12:50pm Family lunches at Burger King. Everyone takes potty break. Mommy determines that even with a 3-layer paper seat protector, it is the coldest (but cleanest!) public toilet she has ever had to sit on.
1:25pm Nick asks how many more minutes; Mommy clenches teeth and says “at least 2 1/2 hours – convert it to minutes yourself”.
1:25:01pm – 4:00pm Nick does not ask how many more minutes are left.
2:04pm Mommy spots bumper sticker “Paddle faster. I hear banjo music”. Mommy laughs out loud.
2:04:03pm Mommy realizes bumper sticker is probably a friendly warning to visitors in the area. Bumper sticker suddenly not as funny as mommy first thought.
2:37pm Queen’s We Will Rock You/We are the Champions comes on the radio. Alex and Nick sing along.
2:37:15pm Freddie Mercury turns in his grave. Surviving members of Queen contact copyright attorney to file lawsuit.
2:49pm Alex asks to stop for a potty break. We pick the next Rest Area and I say to Alex “I want you to go in the ladies room with me since dad is going to walk the dog. Sometimes there are strange people at rest stops”. To which Nick says “You mean like people who smoke?”.
3:07pm Alex points out the second set of heavenward pointing hooves he has spotted in the back of a pickup truck in the last five minutes. Mommy explains that some people like venison as much as turkey on Thanksgiving. Nick asks if any of the dead deer are related to Bambi’s mom.
3:16pm Mommy observes many pickup trucks on the side of the highway and thinks that Senator Byrd should have worked harder to push for better automechanic legislative guidelines in his state, given all the broken down pick up trucks.
3:17pm While passing another group of pickup trucks on the side of the road, mommy realizes the mechanics in West Virginia are not substandard as originally thought. Rather, this is where the hunters are parking as they go off into the woods on the side of the highway.
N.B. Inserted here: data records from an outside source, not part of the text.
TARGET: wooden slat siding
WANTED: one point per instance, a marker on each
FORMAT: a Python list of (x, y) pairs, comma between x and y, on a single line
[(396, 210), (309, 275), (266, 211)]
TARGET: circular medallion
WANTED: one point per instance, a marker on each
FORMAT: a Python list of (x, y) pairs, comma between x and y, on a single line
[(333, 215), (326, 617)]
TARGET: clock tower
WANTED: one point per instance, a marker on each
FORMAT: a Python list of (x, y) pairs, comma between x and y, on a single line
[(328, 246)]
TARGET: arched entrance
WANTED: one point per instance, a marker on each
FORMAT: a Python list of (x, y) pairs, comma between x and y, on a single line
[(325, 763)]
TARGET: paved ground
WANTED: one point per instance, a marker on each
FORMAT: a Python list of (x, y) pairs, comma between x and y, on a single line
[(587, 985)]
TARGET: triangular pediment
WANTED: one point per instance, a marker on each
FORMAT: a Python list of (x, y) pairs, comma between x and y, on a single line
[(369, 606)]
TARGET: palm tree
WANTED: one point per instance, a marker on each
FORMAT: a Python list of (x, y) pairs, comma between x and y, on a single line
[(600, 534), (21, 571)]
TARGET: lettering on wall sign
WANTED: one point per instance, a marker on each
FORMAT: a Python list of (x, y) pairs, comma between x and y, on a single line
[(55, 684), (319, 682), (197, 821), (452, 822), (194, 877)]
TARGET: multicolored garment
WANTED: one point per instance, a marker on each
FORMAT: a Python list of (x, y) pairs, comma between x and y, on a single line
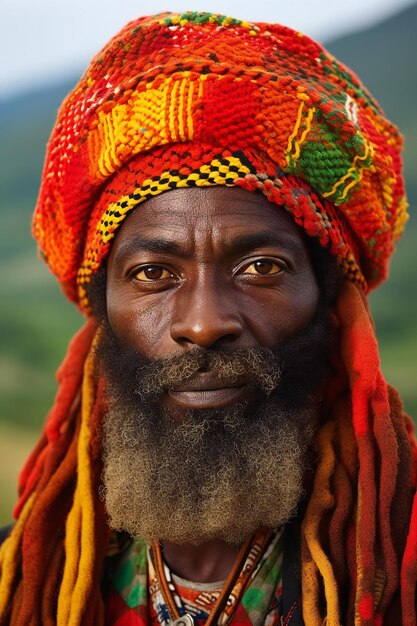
[(136, 596)]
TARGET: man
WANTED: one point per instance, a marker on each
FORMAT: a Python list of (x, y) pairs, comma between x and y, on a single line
[(223, 446)]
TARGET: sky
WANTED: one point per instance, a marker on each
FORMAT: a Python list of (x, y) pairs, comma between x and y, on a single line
[(43, 41)]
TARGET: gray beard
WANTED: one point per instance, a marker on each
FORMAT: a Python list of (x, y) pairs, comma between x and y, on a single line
[(214, 475)]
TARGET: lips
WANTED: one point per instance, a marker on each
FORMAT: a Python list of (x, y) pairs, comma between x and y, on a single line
[(206, 391)]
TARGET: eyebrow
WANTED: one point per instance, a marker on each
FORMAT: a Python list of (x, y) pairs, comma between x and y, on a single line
[(157, 245), (236, 245), (251, 241)]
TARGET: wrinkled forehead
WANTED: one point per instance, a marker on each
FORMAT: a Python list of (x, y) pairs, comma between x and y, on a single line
[(184, 220)]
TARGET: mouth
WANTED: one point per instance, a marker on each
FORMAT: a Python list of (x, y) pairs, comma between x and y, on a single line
[(205, 391)]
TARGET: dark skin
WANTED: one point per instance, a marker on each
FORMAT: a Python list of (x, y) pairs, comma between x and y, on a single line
[(213, 267)]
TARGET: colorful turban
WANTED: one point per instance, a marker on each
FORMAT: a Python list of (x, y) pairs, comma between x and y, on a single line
[(200, 99)]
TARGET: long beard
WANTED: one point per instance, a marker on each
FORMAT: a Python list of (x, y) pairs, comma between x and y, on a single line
[(212, 474)]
Her first clue? All the guys in camo and bright orange with their guns slung over their shoulder, pointing in the direction of the highway.
3:17:01pm Mommy says a silent prayer that none of these yahoos gets turned around in the woods and fires in the direction of the highway, mistaking a Buick in need of a new muffler for 10-point buck that would feed a family of 8.
3:30pm Charleston is spotted on the horizon. Alex asks if they get the NFL and RedZone channels “way out here”.
3:45pm Unplanned stop at gas station when Google directions indicate a left turn onto Angel Terrace. Angel Terrace is actually spotted on the right. Call placed to grandad who informs us that Angel Terrace does not factor into the directions at all. Mommy makes mental note to fire off nasty letter to Google map coders, a la the infamous “Always Letter”.
4:00pm Arrive at Grandad and Granny Lori’s house.
4:00:01pm Realize that on Friday, we get to do it all again. In reverse.